Géza Buzás-Hábel est homosexuel et issu de la minorité Rom. En tant que défenseur des droits humains, il s’engage pour les droits des Roms et des personnes queer. Il enseigne le romani et est originaire de Pécs.

En 2025, la Hongrie a renforcé la dynamique de répression concernant les droits des personnes LGBTI*, dynamique déjà en place depuis une décennie. La loi III de 2025 – connue sous le nom de   « loi Anti-Pride » et basée sur la « loi sur la propagande » de 2021 – est hostile aux personnes queer. Elle a été adoptée en mars par le Parlement dans le cadre d’une procédure d’urgence et est entrée en vigueur en avril. La nouvelle loi interdit les rassemblements qui sont jugés contraires à la « loi sur la propagande » de 2021. Cette loi présente à tort la visibilité des personnes LGBTI* comme « nuisible » pour les enfants et interdit la « représentation et la promotion » de la sexualité et de la diversité de genre auprès des personnes de moins de 18 ans. Elle autorise également les autorités à utiliser la reconnaissance faciale pour identifier les participant·e·x·s et à infliger une amende pouvant aller jusqu’à 200 000 forints (environ 500 euros) à toute personne participant à ces rassemblements interdits. Les organisateur·rice·x·s d’un rassemblement interdit risquent aussi des poursuites pénales et des peines d’emprisonnement pouvant aller jusqu’à un an. La loi a été utilisée par les autorités pour interdire à titre préventif la Pride de Budapest et celle de Pécs. La société civile a toutefois opposé une résistance : en juin 2025, la plus grande Pride de l’histoire de Budapest a eu lieu, avec 300 000 participant·e·x·s

 

Lettre au procureur général de Pécs, István Takács

Monsieur le Procureur général,

Je suis profondément préoccupé·e·x par les poursuites pénales engagées à l’encontre du militant des droits humains Géza Buzás-Hábel au nom de l’organisation de la Pécs Pride du 4 octobre 2025. L'organisation d'une Pride ne devrait pas constituer un délit. Or, plutôt que de classer l'affaire qui concerne Géza Buzás-Hábel, votre administration s'est adressée au tribunal de district de Pécs afin d'engager des poursuites pénales à son encontre. Si l'affaire est portée devant les tribunaux et que Géza Buzás-Hábel est reconnu coupable et condamné, il risque jusqu'à un an de prison.

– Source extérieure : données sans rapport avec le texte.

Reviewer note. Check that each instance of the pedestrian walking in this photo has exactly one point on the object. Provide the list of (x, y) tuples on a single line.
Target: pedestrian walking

La décision policière de déclarer la Pécs Pride de septembre 2025 comme « rassemblement interdit » était arbitraire et discriminatoire et reposait exclusivement sur la « loi anti-Pride » entrée en vigueur en avril 2025. Cette interdiction et la loi elle-même ont été critiquées par des organisations régionales et internationales pour leurs caractères rétrogrades, discriminatoires et contraires aux normes en matière de droits humains. L'organisation d'un rassemblement pacifique en faveur de l'égalité, des droits humains et de la mémoire est régie par divers traités régionaux et internationaux relatifs aux droits humains auxquels la Hongrie est partie.

La communauté internationale suit de près la situation de Géza Buzás-Hábel et les récentes poursuites pénales engagées à son encontre. Elles constituent une escalade alarmante de la criminalisation de la liberté d'expression et des rassemblements pacifiques des personnes LGBTI* en Hongrie.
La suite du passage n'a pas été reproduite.